「薬は飲みましょう」
「たばこはやめた方がいいです」
「お酒も身体に良くないので減らしましょう」
薬学部の実習では、この言葉をどれほど聞くことだろう。
「わかっていてもやめれんのよねえ」
せめてと思って、弱々しく返した場合も
「そうですよね。わかりますよ。
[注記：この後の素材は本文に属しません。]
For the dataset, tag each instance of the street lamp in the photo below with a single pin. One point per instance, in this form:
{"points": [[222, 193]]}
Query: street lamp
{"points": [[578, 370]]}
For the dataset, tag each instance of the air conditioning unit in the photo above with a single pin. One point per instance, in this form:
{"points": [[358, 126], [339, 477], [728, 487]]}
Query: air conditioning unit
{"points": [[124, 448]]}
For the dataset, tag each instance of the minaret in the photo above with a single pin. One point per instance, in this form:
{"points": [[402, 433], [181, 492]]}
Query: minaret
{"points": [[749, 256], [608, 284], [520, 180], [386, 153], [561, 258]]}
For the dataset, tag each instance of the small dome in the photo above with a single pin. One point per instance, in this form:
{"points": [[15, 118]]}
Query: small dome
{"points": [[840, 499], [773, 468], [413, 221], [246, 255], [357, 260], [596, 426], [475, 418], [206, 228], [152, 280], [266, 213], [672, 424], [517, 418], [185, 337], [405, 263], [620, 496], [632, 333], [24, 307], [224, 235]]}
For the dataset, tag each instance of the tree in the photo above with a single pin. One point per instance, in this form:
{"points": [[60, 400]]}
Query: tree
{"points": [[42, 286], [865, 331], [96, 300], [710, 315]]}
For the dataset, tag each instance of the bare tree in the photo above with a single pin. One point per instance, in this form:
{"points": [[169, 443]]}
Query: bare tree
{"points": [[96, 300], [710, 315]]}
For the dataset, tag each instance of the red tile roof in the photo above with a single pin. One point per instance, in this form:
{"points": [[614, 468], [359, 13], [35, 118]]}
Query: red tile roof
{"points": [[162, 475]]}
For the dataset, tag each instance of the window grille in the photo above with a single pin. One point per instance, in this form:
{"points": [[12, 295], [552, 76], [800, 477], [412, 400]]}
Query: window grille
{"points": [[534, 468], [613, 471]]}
でも、、」
切り返しは早い。
でも、学生たちはそれが正しいと思っている。
医療者の役割は患者さんのために、だめなことは注意してあげて、提案してあげて、なんとかいい方向へ導くことなのだから。と。
毎熊先生が、実習の最後に言われた。
「初めて出会った人間にいきなり注意されて、あれはだめ、これはやめなさいと言われたらどう感じますか?」
まさにそうだよなあ。
正しさを横に置けたら、学生たちはどんな風にやり取りをするのだろう。
ロールプレイが終わっての感想を女子学生が胸を張って言った。
「以前飲んだ薬ですごい副作用があって、今薬が飲めないという患者さんだったので、薬が飲めているという患者さんに対する提案とは違った。ちゃんと提案ができなかった」
フィードバックも終わって、席を立つその瞬間思わずその女子学生に話していた。フィードバックが交わされる間ずっと感じていたことだ。
「提案することが目的だったから、どんな副作用だったか聞けなかったんだよね。だって、確かに聴こうとしてくれたもん」
学生の目に涙が浮かんだ。
正しさを横に置けたら、もっと感じていることが
ぐーんと自分に迫ってくるはずだ。
だって、みんな確かに感じているのだから。